Muhammad H Zaman
Oxford University Press
2018 | 280pp | £21.99
In 2006, hundreds of people in Panama died after consuming a contaminated cold medication. The tragedy happened after an ingredient was replaced with a toxic substitute by a rogue chemicals trader in China. But how could such a thing happen? How could barrel-loads of toxic material pass between multiple countries, across international borders and find its way onto pharmacy shelves without being properly tested?
In Bitter Pills, biomedical engineer and expert in international health Muhammad Zaman gives an extensive account of the challenges facing drug regulators worldwide. He describes how the complex global supply chains involved in pharmaceutical manufacturing can allow substandard drugs and counterfeits to slip through the net. He also explains how the origins of regulatory bodies across many different countries has led to systemic problems with their capacity to enforce safety standards.
The book is a fascinating read, and is filled with informative case studies. Before reading Bitter Pills, I’d never given much thought to how regulatory frameworks in India or Ghana might be influenced by those countries’ colonial histories, and how this might impede today’s drug regulators as they try to safeguard the public. Nor had I considered the effect of external political and economic pressures on the ability of countries to police the standard of drugs sold within their own borders. It’s alarming to think that so many people across the world may not truly know what is in the medicine they rely on.
Zaman’s personal experience and expertise helps to paint a detailed picture of the difficulties facing regulators and quality controllers. The watchdogs in many developing nations are hampered by inadequate access to training and equipment, while ineffective legislation makes their task even harder.
Unfortunately, the book is significantly let down by the writing style.

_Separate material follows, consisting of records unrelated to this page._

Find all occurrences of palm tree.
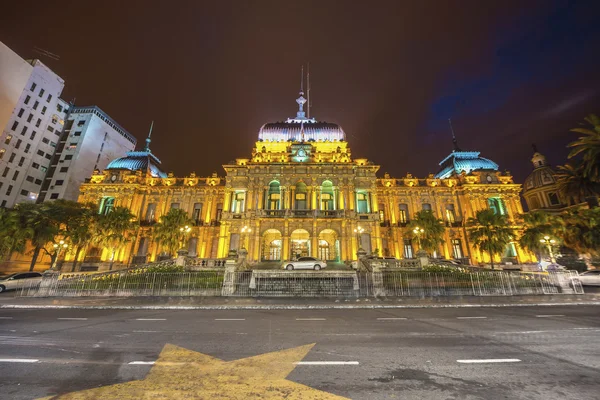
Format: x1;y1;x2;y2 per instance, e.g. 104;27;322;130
95;207;138;270
61;202;98;272
14;203;61;271
152;208;194;257
555;162;600;206
568;114;600;182
518;210;562;262
406;210;446;256
467;209;514;269
561;207;600;270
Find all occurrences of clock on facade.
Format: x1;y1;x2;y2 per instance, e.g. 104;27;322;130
111;175;117;182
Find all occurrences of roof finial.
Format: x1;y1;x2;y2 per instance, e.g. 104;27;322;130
295;66;307;119
448;118;460;151
144;120;154;152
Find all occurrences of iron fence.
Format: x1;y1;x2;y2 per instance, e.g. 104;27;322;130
15;270;584;298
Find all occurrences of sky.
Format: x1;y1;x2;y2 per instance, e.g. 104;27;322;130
2;0;599;183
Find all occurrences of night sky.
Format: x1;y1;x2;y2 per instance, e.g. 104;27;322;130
2;0;600;183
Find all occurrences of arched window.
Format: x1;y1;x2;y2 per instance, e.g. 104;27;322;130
295;182;307;210
268;181;281;210
321;180;334;210
488;197;506;215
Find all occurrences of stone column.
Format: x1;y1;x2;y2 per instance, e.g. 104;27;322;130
311;187;317;211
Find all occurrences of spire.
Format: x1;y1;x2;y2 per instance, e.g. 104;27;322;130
448;118;460;151
295;66;307;119
307;63;311;119
144;120;154;152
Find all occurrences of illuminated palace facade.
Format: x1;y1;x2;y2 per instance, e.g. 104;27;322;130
76;90;533;268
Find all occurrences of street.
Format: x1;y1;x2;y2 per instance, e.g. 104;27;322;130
0;306;599;399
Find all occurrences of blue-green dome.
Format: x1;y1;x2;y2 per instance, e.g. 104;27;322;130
106;151;167;178
435;150;499;179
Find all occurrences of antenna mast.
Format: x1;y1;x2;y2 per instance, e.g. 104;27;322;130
307;63;311;118
448;118;460;151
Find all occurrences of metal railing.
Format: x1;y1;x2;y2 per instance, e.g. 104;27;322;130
15;269;583;298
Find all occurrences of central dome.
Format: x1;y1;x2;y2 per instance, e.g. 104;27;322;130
258;121;345;142
435;150;499;179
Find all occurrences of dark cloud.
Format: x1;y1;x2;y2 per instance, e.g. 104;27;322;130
2;0;599;183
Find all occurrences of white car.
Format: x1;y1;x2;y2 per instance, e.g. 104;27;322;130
283;257;327;271
0;272;43;293
578;270;600;286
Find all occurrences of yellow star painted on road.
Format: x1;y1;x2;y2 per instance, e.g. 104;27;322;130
39;343;349;399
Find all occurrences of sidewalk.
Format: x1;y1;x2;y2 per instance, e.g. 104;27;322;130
2;294;600;310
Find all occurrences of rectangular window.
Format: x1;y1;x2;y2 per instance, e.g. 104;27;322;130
32;162;39;169
55;180;64;186
422;203;432;211
59;166;68;173
41;106;47;115
77;120;85;127
487;197;506;215
37;150;44;157
170;202;180;209
15;139;22;149
12;170;19;181
0;200;5;207
44;153;52;160
98;196;115;215
17;109;24;118
30;83;36;91
8;153;15;163
548;193;560;206
47;126;54;133
64;155;73;160
356;192;369;214
40;165;48;172
11;121;18;131
20;189;28;196
57;104;63;112
35;118;41;127
6;185;13;196
145;203;156;221
74;131;82;136
46;94;52;102
20;126;27;136
18;157;24;167
452;239;463;259
24;144;31;153
4;135;11;145
39;88;45;97
192;203;203;222
398;204;409;224
27;113;33;123
30;131;36;140
445;204;456;223
33;101;39;110
0;150;4;159
34;178;42;185
50;193;59;199
24;95;31;105
26;175;34;183
42;137;49;144
50;141;56;148
403;238;414;259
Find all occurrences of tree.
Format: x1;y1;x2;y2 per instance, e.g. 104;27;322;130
0;208;28;259
467;209;514;269
95;207;138;270
518;210;563;261
555;162;600;207
406;210;446;256
61;202;99;272
152;208;194;257
14;203;62;271
568;114;600;182
561;207;600;270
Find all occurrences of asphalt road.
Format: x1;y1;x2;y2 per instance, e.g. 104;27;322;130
0;306;599;399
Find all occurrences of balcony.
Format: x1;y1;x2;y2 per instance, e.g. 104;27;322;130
316;210;344;218
293;210;313;217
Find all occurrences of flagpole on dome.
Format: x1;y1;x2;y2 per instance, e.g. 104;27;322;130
144;120;154;152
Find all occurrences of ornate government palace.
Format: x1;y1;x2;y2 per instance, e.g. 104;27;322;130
76;87;533;267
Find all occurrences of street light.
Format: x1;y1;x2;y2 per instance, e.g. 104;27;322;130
412;226;424;249
51;240;69;270
240;225;251;250
539;235;557;263
179;225;191;251
354;226;365;250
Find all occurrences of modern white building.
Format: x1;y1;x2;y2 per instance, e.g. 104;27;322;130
38;106;137;202
0;41;66;207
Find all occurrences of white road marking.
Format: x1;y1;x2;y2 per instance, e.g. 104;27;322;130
0;317;13;319
0;358;39;363
135;318;166;321
296;361;359;365
215;318;246;321
133;330;158;333
128;361;155;365
296;318;326;321
377;317;407;320
457;316;487;319
57;318;88;321
535;315;565;318
457;359;521;364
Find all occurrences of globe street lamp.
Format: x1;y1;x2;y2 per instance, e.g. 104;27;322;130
354;226;365;250
412;226;424;249
51;240;69;270
179;225;191;251
539;235;556;263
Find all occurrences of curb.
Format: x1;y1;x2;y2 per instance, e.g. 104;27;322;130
3;302;600;310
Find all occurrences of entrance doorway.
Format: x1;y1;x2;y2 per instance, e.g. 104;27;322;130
290;229;310;259
262;229;282;261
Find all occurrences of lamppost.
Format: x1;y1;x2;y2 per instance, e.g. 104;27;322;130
52;240;68;271
179;225;191;252
413;226;424;249
539;235;556;263
353;226;365;251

The author has a habit of writing in lists, and often takes several pages to explain things that could be summarised in a single paragraph, which gives the whole thing a repetitive feel that sometimes verges on unreadable. This is a real shame, because Bitter Pills’s message is an important one, and I’d love to be able to recommend it without this caveat.
Bitter Pills is an informative guide to a serious topic, and I’m glad Zaman is bringing the spotlight to the issue. It’s certainly packed with thought-provoking stories that should give policymakers and the public plenty to chew on. But it’s a laborious read.